Physics-informed neural networks trained on the CFD ensemble generated in the uncertainty analysis offer a promising route to near-real-time FFR prediction. The PINN architecture could encode the Navier–Stokes equations as soft constraints, improving generalisation while retaining physical interpretability.

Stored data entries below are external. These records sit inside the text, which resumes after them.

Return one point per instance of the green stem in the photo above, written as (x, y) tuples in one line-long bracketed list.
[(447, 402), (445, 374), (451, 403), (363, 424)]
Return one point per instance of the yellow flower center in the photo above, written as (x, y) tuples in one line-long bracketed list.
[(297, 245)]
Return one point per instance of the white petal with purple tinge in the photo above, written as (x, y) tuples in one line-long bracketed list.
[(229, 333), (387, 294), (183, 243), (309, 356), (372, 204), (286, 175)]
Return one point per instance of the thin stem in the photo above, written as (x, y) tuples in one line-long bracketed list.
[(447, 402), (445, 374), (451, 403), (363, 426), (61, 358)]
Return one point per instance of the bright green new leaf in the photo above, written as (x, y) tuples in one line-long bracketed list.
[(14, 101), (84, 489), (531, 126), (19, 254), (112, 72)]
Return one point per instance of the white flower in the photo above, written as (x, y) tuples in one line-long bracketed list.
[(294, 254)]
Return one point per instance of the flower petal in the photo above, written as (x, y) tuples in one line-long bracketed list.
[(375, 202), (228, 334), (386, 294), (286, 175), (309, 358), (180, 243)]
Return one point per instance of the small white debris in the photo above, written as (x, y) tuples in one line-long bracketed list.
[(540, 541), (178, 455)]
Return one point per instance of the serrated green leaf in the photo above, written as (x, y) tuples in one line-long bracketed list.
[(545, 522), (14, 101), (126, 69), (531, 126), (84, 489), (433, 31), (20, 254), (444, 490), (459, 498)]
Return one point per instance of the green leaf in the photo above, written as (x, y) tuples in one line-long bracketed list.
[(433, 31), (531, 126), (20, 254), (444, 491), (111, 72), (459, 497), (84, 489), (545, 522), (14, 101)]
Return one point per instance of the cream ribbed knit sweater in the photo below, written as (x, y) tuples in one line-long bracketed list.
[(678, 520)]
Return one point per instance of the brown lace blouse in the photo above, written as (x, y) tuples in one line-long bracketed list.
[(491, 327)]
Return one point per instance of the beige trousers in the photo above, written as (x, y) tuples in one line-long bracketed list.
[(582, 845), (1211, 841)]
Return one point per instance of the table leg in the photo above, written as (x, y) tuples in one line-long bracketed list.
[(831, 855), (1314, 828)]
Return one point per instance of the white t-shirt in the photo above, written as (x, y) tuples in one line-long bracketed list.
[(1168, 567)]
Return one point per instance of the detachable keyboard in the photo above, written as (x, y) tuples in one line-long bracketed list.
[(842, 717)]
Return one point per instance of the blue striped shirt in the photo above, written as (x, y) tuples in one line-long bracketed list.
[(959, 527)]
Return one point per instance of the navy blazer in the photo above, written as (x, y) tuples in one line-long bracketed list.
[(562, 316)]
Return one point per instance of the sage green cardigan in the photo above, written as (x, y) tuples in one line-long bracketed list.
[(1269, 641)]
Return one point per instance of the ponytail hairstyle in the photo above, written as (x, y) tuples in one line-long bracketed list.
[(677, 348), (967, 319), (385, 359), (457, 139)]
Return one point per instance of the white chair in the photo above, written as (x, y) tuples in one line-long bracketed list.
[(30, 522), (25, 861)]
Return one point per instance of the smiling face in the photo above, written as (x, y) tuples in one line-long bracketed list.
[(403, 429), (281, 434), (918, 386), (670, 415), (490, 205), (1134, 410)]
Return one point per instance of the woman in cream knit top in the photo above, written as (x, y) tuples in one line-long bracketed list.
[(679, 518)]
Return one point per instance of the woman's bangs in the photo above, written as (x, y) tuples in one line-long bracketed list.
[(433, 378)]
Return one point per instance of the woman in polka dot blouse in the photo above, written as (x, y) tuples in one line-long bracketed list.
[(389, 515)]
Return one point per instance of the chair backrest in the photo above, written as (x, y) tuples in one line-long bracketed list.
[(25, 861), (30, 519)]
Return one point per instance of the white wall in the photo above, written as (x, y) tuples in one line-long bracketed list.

Integration with coronary CT-derived FFR platforms, with the multiscale framework providing improved boundary conditions for commercial solvers, is a near-term translational goal.
Methodological Comparison with Representative Prior Work
Structured Comparison Matrix of Coronary CFD Studies
| Study | Geometry | Rheology | Turbulence | Outlet BC | Validation | Multiscale |
|---|---|---|---|---|---|---|
| Taylor et al. 2013 (FFRCT) | Patient-specific CTA | Newtonian | Laminar | Windkessel RCR | DISCOVER-FLOW | No (0D only) |
| Krams et al. 2005 | Patient-specific IVUS | Newtonian | Laminar | Zero stress | Histology | No |
| Ballyk et al. 1994 | Idealised bifurcation | Carreau | Laminar | Parabolic outlet | None | No |
| Varghese & Frankel 2003 | Idealised stenosis | Newtonian | DNS/RANS | Periodic | DNS benchmark | No |
| Blanco & Feijóo 2013 | Idealised + 1D network | Newtonian | Laminar | 1D coupling | Synthetic | 3D–1D |
| Kim et al. 2010 | Patient-specific CTA | Newtonian | Laminar | 0D heart model | Limited clinical | 3D–0D |
| Mynard et al. 2015 | 1D coronary network | Newtonian | N/A | 0D Windkessel | Pressure measurements | 1D–0D |
| Present Framework | Patient-specific CTA (3D+1D) | Carreau–Yasuda (3D), Newtonian (1D) | k–ω SST (LRN) | 1D–0D coupled | Invasive FFR | 3D–1D–0D |
Table 2. Methodological comparison matrix of coronary CFD studies.